When kernel type is taken into account, a clear distinction is made between the members of Pop.1 and Pop.2 (flints or semi-flints, except TB329) with Pop.3 and Pop.4 (mostly composed of dent and semi-dent lines, except TA422) (Figure S1). This is a valuable piece of information for breeders, who are seeking for superior hybrids in crosses between members of different heterotic groups. It is worth mentioning that Pop.1 and 2 form together one of the two original clusters inferred using Structure. Therefore, in order to take full advantage of the heterosis phenomenon one should ideally cross inbred lines that are part of this cluster with any of those that are part of the second one. This is based on the reasoning that the further apart two inbred lines are genetically, the more likely it is that the hybrid will show a higher level of heterosis [10]. This is not always the case and depends on the particular trait of interest. For example, Stupar el al., 2008 [33], showed that intra-heterotic group crosses lead to higher level of heterosis when compared to the inter-heterotic ones for the five traits they analyzed: plant final height, days to flowering, weight of 50 seeds, 11-day height and 11-day biomass. In this context, crosses among flint lines of cluster one (i.e., between Pop.1 and Pop.2) may prove more useful.

b) Cob color differentiates Pop.1 from Pop.2.

A notable difference between the flints of Pop.1 and those of Pop.2 in terms of cob color is visible in Figure S2. The first population has only (dark) red cobs, whereas the latter has only white cobs. Once again, these are the two populations that form cluster one. The cob color is the result of the phlobaphene biosynthesis pathway that is controlled by the R2R3 Myb-like transcription factor, encoded by the p1 locus in maize [34]. Most importantly, p1 together with p2 are two QTLs (Quantitative Trait Locus) for maysin production, a C-glycosyl flavone conferring resistance to corn earworm (Helicoverpa zea) [35]. For breeding purposes it is therefore worth investigating the resistance of inbred lines coming from the two populations. In a comparative study, one only uses the germplasm that proves to be more resistant. Most importantly, it could possibly link a visible phenotypic trait to resistance to this agricultural pest.

c): Protein, fat, starch, and fiber composition.
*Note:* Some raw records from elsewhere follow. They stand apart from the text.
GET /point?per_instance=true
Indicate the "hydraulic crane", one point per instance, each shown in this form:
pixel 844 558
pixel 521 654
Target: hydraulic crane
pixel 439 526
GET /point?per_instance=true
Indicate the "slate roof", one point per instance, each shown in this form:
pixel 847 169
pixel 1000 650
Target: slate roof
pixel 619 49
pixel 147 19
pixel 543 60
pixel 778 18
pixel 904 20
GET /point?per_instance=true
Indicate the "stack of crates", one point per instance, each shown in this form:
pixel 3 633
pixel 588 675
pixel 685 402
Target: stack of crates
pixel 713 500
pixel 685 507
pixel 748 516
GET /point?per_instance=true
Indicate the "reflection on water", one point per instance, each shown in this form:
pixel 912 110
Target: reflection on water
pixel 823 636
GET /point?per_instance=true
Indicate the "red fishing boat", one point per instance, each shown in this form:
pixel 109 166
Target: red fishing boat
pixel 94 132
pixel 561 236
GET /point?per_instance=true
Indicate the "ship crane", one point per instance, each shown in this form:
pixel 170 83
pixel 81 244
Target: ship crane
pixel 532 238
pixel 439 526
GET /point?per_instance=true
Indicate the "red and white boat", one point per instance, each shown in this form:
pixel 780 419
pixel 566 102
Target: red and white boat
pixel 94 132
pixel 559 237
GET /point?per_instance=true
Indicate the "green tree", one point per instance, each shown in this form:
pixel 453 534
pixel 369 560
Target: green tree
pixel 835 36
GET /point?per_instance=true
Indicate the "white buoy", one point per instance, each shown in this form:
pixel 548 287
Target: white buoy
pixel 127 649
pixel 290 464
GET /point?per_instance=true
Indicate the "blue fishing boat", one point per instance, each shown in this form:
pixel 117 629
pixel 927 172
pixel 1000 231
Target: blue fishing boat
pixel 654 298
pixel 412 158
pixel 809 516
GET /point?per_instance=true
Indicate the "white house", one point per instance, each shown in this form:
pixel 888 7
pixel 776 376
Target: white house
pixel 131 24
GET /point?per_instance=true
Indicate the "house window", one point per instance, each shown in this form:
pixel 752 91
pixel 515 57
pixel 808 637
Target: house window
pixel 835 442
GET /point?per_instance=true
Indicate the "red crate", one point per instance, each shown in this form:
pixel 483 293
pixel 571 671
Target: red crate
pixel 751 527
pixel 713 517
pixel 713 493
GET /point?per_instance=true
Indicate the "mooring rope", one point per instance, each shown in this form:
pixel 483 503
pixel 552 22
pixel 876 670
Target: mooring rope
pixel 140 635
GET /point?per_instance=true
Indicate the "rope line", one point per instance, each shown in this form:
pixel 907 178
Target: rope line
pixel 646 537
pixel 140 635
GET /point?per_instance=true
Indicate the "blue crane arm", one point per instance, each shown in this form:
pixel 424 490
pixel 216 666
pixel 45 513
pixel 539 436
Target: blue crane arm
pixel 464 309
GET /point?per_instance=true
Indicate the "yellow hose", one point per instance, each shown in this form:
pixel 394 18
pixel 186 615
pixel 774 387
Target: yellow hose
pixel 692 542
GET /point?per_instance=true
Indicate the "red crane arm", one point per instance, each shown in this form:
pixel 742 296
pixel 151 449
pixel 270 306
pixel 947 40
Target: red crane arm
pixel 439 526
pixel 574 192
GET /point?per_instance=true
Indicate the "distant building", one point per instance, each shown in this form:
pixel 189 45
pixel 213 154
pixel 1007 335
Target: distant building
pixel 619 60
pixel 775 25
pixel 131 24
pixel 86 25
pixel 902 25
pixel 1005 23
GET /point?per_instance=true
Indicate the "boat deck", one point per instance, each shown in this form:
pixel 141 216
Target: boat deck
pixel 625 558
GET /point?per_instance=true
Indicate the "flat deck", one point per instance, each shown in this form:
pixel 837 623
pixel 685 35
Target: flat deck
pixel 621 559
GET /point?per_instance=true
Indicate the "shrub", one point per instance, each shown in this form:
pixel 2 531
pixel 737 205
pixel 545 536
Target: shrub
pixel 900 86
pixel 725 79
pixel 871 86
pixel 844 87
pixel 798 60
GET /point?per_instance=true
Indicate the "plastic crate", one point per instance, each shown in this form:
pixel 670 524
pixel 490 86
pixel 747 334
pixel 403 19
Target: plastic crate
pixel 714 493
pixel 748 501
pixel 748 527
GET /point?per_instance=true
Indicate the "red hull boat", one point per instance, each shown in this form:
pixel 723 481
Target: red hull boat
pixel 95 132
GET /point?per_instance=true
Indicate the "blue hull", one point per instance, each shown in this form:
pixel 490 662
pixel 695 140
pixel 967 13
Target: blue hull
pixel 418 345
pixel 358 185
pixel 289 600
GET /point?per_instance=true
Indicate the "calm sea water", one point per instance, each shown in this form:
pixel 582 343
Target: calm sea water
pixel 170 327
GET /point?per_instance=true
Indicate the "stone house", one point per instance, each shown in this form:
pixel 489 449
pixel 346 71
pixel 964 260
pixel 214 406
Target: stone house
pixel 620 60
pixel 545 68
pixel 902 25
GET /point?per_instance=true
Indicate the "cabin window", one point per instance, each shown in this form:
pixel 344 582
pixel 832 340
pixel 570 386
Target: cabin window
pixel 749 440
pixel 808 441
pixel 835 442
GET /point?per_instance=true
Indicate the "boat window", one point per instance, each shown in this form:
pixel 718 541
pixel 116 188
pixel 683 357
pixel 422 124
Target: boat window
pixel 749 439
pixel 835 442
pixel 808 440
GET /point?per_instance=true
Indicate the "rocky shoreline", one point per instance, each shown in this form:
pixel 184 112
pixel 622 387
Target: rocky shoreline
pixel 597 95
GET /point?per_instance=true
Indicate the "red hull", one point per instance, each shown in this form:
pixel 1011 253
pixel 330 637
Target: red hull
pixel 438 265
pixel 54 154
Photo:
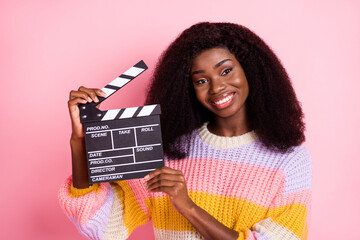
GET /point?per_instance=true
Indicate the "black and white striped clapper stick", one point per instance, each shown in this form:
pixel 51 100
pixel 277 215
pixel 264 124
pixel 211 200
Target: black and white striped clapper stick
pixel 122 143
pixel 89 112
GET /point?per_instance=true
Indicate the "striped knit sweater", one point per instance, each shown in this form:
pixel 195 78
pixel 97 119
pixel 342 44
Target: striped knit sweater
pixel 259 193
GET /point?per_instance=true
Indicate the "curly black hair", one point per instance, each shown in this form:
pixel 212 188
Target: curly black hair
pixel 272 107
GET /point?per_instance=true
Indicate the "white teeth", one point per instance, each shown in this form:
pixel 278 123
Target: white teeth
pixel 224 100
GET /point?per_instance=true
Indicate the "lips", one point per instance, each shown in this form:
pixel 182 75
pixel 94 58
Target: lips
pixel 223 101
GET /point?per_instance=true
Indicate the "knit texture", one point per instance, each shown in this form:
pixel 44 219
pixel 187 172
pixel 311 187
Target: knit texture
pixel 260 193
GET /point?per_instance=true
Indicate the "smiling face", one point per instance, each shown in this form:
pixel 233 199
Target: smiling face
pixel 220 83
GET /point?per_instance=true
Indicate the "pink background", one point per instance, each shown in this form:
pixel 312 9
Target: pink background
pixel 48 48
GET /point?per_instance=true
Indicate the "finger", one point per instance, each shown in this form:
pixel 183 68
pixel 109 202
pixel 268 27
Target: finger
pixel 165 177
pixel 160 171
pixel 74 102
pixel 93 93
pixel 161 183
pixel 80 94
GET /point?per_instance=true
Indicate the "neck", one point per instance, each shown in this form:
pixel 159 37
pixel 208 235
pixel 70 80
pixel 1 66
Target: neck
pixel 229 127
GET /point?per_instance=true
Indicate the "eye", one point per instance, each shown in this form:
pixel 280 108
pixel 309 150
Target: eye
pixel 200 82
pixel 226 71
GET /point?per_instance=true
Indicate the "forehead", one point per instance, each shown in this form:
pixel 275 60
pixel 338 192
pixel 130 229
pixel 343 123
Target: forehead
pixel 211 57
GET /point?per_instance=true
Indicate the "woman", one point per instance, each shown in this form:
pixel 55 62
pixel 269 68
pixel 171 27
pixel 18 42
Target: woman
pixel 232 129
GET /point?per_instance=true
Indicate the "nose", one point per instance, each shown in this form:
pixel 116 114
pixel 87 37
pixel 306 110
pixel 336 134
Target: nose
pixel 216 85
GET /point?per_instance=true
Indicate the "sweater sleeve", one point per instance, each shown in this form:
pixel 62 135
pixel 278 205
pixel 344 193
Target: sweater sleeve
pixel 105 210
pixel 288 214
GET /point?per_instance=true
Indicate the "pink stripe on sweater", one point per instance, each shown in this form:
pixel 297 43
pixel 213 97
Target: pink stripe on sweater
pixel 256 184
pixel 90 202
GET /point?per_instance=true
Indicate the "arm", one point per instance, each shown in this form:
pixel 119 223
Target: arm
pixel 172 182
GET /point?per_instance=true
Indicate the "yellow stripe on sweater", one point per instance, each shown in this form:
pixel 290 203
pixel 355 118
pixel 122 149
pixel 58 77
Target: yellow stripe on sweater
pixel 134 216
pixel 234 213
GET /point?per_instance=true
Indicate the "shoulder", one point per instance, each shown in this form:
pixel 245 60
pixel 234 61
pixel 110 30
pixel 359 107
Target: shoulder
pixel 297 169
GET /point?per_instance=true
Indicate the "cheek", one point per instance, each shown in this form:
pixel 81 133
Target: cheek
pixel 200 95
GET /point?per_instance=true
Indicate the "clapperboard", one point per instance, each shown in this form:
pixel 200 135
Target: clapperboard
pixel 122 143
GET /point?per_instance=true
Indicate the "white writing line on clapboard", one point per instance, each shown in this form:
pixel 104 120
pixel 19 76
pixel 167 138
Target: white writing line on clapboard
pixel 116 129
pixel 119 165
pixel 146 170
pixel 115 149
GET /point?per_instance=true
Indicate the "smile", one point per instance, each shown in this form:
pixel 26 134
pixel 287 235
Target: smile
pixel 223 101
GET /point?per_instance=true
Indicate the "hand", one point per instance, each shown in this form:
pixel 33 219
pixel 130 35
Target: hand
pixel 171 182
pixel 82 95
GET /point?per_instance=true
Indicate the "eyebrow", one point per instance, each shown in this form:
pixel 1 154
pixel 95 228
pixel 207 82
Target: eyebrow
pixel 215 66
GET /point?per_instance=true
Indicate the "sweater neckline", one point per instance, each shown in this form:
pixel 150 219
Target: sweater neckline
pixel 225 142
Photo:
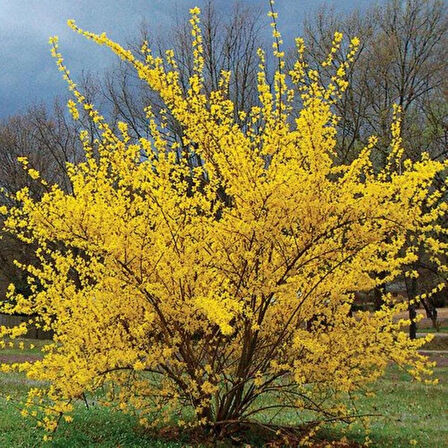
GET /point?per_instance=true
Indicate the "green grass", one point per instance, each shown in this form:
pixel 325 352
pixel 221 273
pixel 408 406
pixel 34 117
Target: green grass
pixel 412 411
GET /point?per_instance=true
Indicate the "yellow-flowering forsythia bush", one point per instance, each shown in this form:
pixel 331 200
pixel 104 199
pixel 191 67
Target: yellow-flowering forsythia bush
pixel 192 290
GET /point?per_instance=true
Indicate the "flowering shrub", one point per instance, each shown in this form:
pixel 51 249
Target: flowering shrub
pixel 193 289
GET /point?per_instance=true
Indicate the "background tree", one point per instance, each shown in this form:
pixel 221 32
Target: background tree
pixel 188 299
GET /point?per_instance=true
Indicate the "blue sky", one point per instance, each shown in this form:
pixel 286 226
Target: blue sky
pixel 27 72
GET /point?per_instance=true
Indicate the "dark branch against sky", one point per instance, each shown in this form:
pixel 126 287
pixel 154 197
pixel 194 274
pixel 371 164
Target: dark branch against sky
pixel 27 73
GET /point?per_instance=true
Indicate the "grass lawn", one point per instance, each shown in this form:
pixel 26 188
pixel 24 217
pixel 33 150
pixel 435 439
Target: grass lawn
pixel 412 411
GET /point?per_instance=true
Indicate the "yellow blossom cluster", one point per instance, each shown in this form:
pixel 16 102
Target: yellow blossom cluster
pixel 171 285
There were seven entries (four in Pop.2, and three in Pop.8) that had very high protein content, whereas another 12 had very low levels, when compared to average (Figure S3). The first seven were all inbred lines from the group of 47 originating from local populations of maize (see Material and methods). Among the latter category, only T157, T291, and T169A were inbred lines from local germplasm, with the other nine being part of the contingent of representative inbred lines currently being used in breeding programs. There seems to be a trend, towards increasing starch content which in consequence decreases total protein [36]. This may not have an impact in well-developed countries, but for those where maize is staple food (e.g., countries in Africa and Central America) it can lead to nutritional deficiencies since more than 50% of the human diet is made up of this grain [37]. As shown in Figure S3, Pop.2 has a very good potential in generating a hybrid with high protein content, as we identified four lines scoring high for the trait. This hybrid may be the result of a cross between any of the four lines (i.e., T139, T146, T381, and TC221) and a dent line from Pop.3-7, characterized by an average protein content.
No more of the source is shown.